JP Morgan Chase & Co (NYSE: JPM) alongside other corporate giants will face the music this week as they are set to release second-quarter earnings for 2020. The timing of the JP Morgan earnings report will be on Tuesday, July 14, 2020. While the investor conference call will commence at 8:30 a.m. (Eastern US). Expectations for J.P Morgan earnings are speculated to under-perform as an alarming number of borrower defaults continue to rise. The EPS expectation for J.P Morgan according to CNN Business research data suggest an EPS of $1.15 and a total of $30 billion in sales. This is in comparison to a brutally low EPS of just $0.78 in Q1 this year. It is wise to note expectations at $1.15 seem a fair and reasonable assumption however investors may underestimate the underlying effects the US economy has had on the banking Goliath.
Table of Contents 1. Expectations vs Reality 2. Will the V shaped recovery effect J.P Morgan earnings? 3. YIG's take on the up-coming earnings announcement
Expectations vs Reality
This earnings season for Q2 results have left investors divided as to how heavily the pandemic has effected these corporations. The Bulls remain optimistic on COVID-19 treatment hopes alongside signs that the economy has bounced back from what seemed to be an inevitable recession. The Bears have aligned there predictions with growing cases of COVID-19, an uncertain election and an earnings season that remains almost impossible to predict.

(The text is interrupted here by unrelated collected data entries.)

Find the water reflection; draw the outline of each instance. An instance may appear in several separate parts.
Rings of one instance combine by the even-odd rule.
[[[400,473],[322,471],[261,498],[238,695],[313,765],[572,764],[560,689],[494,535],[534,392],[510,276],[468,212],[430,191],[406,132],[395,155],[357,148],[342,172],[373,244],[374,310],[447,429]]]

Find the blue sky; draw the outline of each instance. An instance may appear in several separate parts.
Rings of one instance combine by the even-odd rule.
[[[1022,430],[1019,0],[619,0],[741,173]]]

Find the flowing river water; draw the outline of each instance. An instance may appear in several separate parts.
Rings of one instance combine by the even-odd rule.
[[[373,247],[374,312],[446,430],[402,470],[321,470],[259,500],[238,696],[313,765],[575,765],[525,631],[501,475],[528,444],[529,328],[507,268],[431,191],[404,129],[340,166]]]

So what’s the reality? In such times like these, the human behaviour of investors tends to become somewhat more irrational. As an investor, I prefer to base my investments on the fundamentals and innovation of a company itself. Therefore, I do struggle to understand the over-bearing power of optimism in a crisis like this. In my opinion, the earnings for Q2 will give investors the first clear-cut sign of how US businesses are currently coping.
Recent data suggests both US and AUS banks have had continuing issues with defaults and frozen mortgages. For companies such as J.P Morgan, the reality may be a lot worse off than what we may have first thought. However, you cannot rule out the possibility that J.P Morgan have a trick or two up their sleeve to substitute their initial losses. It is in times like these when the highest quality of management must steer the ship away from the iceberg.

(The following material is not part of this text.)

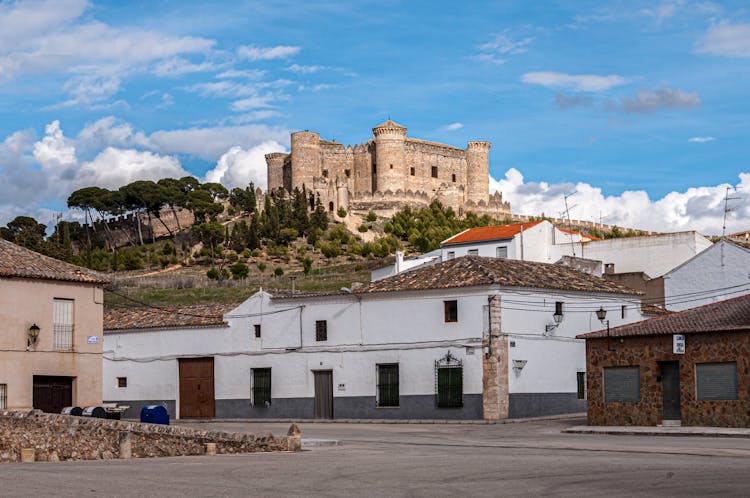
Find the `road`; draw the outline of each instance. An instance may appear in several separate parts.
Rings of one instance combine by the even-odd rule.
[[[303,424],[300,453],[0,465],[3,496],[747,496],[750,440],[505,425]],[[207,428],[283,434],[288,424]]]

Will the V shaped recovery effect J.P Morgan earnings?
The short answer is that the V shaped recovery has impacted J.P Morgan. The V shaped recovery was a strategy put in place by the US Government to fast track the lingering effects of a deep recession. The idea is to pump as much money into the economy during a downturn. This strategy remains an effective strategy assuming COVID-19 can remain controlled. The V shaped recovery will come at a price, especially to beneficiaries.

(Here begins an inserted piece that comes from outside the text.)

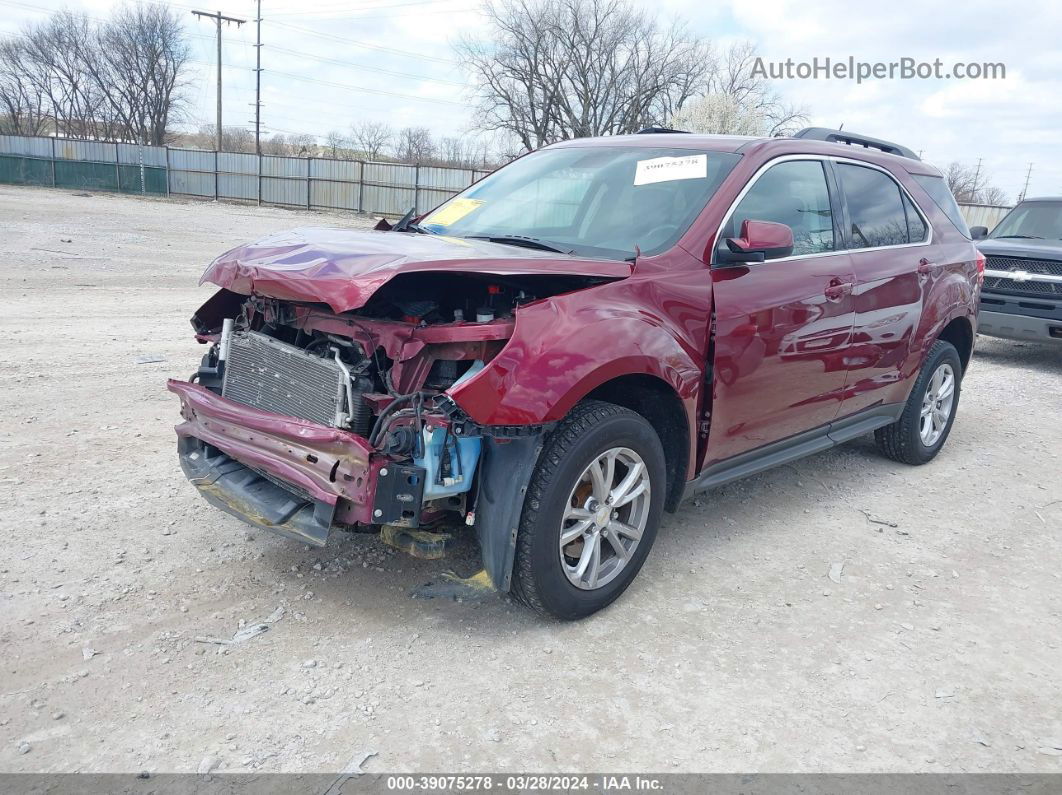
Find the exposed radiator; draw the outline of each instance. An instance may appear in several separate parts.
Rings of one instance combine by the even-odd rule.
[[[229,342],[221,394],[256,409],[332,426],[344,378],[332,359],[265,334],[240,331]]]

This consequence of a V shaped recovery is relevant to J.P Morgan because it’s lending branches directly deal with commercial lending including retail and property. This poses a huge exposure of risk to the company as the economic condition remains uncertain. From a shareholders perspective, the earnings report may not phase them. Considering the current economic environment, investors understand companies aren’t expected to post record breaking results. However, the increase in lending defaults and missed payments is a fundamental risk long term investors will be monitoring closely.
The current forecasts for this quarter next year multiply the current EPS expectation by 6 fold. It is for this reason I do not believe long term shareholders will budge too much from Tuesdays announcement. From a micro-economic perspective, J.P Morgan earnings will give investors a better insight into the industry as a whole.
What YIG have concluded from the up-coming events
I am obliged to remind our viewers that this is not financial advice and only my commentary on the topic.
The up-coming earnings report will give investors a better insight into how our largest US corporations are currently travelling in these tough conditions. YIG predict that the COVID-19 immune companies such as Netflix and Tesla will continue to impress investors throughout 2020. The financing and travel industries will portray the true effects of COVID-19 on some of our largest sectors.
YIG will keep our viewers updated throughout the week on earnings reports and what these results will mean for investors.